Petite mort d'un grand saigneur

Le croirait-on? Bram Stoker est mort en 1912 dans une relative indifférence, et même son œuvre majeure semblait alors ignorée: «C’est avec la plus grande parcimonie que les rubriques nécrologiques qui lui sont consacrées évoquent Dracula. Dans l’articulet qu’il publie le 22 avril 2012, au surlendemain de sa disparition, le journal londonien The Globe passe son chef-d’œuvre totalement sous silence, préférant souligner sa proximité avec l’acteur Sir Henry Irving. Tout se passe comme si le personnage avait, temporairement, vampirisé son créateur», note Alain Morvan.

Tout comme Frankenstein, docteur confondu avec sa créature et faisant oublier son autrice, Dracula est un cas –exemplaire– de vampirisme textuel.

Dans son introduction, l'écrivain restitue un mythe aux origines lointaines et multiples, à la croisée de figures historiques (Vlad Tepes, Gilles de Rais), mythologiques (Méduse, Lamia), de récits fantastiques (stryges, loups-garous, goules), bibliques (Lilith, Salomé), voire de métaphores économiques («Le capital est du travail mort, qui ne s’anime qu’en suçant tel un vampire du travail vivant», disait Marx).

«Pomper, vider, sucer à mort, assécher, aspirer l’énergie vitale se retrouve dans de nombreux mythes», écrit Marc-Alain Descamps dans son article «Lilith ou la permanence d’un mythe».
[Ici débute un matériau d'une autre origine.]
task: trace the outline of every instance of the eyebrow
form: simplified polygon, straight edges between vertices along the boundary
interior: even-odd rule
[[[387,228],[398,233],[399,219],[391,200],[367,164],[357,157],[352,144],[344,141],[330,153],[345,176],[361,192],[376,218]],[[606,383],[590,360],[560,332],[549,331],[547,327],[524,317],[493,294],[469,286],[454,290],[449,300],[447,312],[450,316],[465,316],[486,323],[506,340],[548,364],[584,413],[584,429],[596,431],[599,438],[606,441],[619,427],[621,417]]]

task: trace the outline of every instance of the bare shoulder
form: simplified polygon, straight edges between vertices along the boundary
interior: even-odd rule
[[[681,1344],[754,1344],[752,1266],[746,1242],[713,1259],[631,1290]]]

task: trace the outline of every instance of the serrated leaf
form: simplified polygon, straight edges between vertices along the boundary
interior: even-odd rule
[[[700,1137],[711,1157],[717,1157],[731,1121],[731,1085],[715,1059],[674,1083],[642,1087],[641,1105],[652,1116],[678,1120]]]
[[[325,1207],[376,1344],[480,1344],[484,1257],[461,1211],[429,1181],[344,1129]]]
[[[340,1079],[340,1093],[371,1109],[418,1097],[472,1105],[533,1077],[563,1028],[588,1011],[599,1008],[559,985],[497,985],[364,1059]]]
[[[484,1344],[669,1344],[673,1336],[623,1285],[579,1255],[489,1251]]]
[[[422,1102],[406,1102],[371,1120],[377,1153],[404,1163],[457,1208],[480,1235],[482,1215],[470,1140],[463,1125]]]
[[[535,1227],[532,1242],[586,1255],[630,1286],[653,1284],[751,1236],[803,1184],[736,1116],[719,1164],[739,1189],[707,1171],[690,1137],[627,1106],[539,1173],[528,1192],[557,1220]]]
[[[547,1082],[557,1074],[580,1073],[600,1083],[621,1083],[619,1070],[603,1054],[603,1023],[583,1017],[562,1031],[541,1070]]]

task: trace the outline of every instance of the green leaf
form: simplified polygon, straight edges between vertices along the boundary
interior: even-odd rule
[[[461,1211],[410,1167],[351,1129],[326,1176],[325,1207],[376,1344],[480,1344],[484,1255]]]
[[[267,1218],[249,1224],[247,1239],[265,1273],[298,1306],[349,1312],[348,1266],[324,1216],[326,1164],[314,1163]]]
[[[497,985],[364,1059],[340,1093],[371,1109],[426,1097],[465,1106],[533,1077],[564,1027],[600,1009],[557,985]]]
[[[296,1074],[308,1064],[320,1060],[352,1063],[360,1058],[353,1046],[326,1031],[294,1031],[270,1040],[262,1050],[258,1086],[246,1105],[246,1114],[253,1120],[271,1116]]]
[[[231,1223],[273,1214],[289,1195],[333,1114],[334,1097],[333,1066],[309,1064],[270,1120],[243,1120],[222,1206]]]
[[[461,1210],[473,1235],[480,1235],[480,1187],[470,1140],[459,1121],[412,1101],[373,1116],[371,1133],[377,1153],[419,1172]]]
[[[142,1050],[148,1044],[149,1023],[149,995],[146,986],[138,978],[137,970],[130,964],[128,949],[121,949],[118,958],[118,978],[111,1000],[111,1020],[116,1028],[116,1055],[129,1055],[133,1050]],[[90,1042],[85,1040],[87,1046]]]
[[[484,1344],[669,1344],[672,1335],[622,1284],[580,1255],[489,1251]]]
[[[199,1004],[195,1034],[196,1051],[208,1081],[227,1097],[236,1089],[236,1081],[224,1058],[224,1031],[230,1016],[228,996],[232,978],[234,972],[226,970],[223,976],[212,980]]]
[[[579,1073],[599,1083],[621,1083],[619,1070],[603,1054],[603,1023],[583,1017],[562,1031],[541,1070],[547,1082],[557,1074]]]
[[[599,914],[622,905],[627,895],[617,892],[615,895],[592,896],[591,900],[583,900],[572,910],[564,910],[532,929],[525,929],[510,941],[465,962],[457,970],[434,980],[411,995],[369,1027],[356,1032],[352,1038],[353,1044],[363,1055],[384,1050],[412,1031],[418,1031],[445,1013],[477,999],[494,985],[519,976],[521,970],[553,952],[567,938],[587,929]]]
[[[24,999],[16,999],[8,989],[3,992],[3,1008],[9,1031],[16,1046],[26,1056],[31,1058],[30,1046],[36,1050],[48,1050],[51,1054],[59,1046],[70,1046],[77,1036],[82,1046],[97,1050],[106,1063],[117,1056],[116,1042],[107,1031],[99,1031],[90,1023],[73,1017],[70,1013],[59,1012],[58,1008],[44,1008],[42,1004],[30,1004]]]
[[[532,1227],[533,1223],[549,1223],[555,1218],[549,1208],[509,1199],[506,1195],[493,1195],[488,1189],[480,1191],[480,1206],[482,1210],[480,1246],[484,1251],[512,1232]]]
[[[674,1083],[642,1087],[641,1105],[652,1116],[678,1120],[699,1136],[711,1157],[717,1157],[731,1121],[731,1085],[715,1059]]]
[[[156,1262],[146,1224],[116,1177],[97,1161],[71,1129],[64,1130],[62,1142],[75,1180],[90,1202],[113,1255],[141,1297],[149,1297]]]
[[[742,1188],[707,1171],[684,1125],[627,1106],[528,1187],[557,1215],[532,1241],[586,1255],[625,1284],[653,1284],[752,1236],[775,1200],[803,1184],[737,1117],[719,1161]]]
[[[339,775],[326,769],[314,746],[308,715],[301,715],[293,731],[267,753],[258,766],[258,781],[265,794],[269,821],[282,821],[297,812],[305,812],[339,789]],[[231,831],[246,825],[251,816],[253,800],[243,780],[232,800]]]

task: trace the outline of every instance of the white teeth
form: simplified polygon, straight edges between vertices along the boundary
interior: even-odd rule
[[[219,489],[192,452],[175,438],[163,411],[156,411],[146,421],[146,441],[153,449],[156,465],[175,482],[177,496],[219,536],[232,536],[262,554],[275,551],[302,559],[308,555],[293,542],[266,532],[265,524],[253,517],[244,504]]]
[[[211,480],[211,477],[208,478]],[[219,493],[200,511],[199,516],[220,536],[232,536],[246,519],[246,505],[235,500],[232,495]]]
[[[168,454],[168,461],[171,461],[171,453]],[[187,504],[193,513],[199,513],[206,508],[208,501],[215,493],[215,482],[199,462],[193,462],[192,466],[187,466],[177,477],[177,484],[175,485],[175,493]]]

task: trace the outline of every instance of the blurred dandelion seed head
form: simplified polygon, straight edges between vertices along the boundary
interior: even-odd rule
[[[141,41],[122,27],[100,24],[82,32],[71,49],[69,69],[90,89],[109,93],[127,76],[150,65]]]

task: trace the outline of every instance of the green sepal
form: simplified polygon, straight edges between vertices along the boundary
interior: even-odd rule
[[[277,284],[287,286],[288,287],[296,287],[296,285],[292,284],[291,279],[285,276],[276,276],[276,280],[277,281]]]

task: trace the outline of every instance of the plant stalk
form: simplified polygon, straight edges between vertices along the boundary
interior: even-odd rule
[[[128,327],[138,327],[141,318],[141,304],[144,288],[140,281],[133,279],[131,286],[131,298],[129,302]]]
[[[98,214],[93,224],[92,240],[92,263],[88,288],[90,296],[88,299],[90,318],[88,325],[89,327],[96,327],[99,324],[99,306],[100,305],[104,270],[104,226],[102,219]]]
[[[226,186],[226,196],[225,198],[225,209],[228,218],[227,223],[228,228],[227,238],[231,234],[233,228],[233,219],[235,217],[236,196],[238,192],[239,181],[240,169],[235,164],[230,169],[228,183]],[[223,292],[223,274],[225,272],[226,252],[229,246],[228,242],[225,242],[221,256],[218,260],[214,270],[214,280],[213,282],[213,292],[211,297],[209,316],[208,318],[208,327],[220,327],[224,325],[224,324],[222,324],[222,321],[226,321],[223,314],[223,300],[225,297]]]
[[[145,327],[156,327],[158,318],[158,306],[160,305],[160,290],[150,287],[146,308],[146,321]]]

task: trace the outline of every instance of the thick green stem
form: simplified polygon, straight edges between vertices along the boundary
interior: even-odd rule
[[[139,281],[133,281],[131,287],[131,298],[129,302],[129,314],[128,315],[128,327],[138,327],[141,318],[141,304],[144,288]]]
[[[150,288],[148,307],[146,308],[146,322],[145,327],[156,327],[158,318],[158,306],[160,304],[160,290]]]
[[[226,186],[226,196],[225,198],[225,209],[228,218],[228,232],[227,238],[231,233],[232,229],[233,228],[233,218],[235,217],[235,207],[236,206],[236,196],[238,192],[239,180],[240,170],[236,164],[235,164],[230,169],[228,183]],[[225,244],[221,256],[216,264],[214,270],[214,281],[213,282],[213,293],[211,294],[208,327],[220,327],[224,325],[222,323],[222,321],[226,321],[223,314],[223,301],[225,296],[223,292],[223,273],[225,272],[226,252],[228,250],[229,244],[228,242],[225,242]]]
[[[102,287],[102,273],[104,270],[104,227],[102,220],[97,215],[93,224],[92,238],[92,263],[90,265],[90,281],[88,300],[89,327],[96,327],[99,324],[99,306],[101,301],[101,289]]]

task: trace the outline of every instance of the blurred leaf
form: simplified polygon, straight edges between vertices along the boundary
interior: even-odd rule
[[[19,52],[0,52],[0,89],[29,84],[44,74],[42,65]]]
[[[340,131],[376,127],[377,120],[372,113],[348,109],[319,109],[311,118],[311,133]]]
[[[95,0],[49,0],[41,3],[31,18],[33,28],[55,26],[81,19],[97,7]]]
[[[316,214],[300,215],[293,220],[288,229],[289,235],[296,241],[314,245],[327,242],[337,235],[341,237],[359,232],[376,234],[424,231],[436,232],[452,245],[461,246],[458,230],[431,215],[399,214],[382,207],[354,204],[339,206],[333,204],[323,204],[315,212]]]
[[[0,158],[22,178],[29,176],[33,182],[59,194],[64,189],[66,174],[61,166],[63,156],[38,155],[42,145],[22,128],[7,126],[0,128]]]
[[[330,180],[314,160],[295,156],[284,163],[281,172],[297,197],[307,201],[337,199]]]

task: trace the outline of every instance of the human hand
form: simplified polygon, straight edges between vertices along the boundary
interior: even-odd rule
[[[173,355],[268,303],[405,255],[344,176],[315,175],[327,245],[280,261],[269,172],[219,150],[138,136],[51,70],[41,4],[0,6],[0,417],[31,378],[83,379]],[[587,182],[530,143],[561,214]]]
Les avatars du vampire, par la possible métamorphose animale, sont nombreux. Et plus nombreuse encore est sa descendance: on ne compte plus les films et séries qui mettent en scène des vampires.

Love at first bite

Fiction et plus si affinités, puisqu’il existe aussi des real life vampires, comme le couple formé par la Countess Lea et le Count Tim of House van Doorn et celui de Blut Katzchen (elle se présente comme un cygne noir et donne volontairement son sang) et Michael Raven Vachmiel, qui se livrent à quelques succions dans des vidéos satisfaites et grotesques.

Mais revenons aux choses sérieuses.

Les vampires ont fait l'objet d'innombrables analyses et interprétations, où leur sexualité –la nôtre?– est interrogée de manière récurrente. La fascination hypnotique, la morsure, le sang bu, le pieu dans le cœur, la répulsion et le désir: autant d’indices qui s’offrent à notre lecture érotisée.

Photophobe, donc nocturne par essence, le vampire «s’accommode bien de l’obscurité et des jeux d’ombre et de lumière. L’inversion sinistre de la félicité conjugale, par exemple, forme un macabre paradigme qui prend plus de relief s’il s’enchâsse dans la nuit».

Ceci n'est pas une pipe. Lamia and The Soldier de John William Waterhouse (1905), un «tableau d'une innocence sulfureuse», selon Alain Morvan | Via Wikimedia Commons

Sang contaminé

La sexualité du vampire, immortel, est inépuisable. Ce n'est pas un hasard si Bram Stoker rend hommage au plus célèbre des contes, ressassement érotique sans fin, langueur baignée d'une macabre promesse de mort: «Le matin était alors tout proche et nous allâmes nous coucher. (Nota: ce journal ressemble horriblement au début des Mille et Une Nuits, car il faut que tout s’interrompe au chant du coq –ou bien il ressemble à l’histoire du fantôme du père de Hamlet.)»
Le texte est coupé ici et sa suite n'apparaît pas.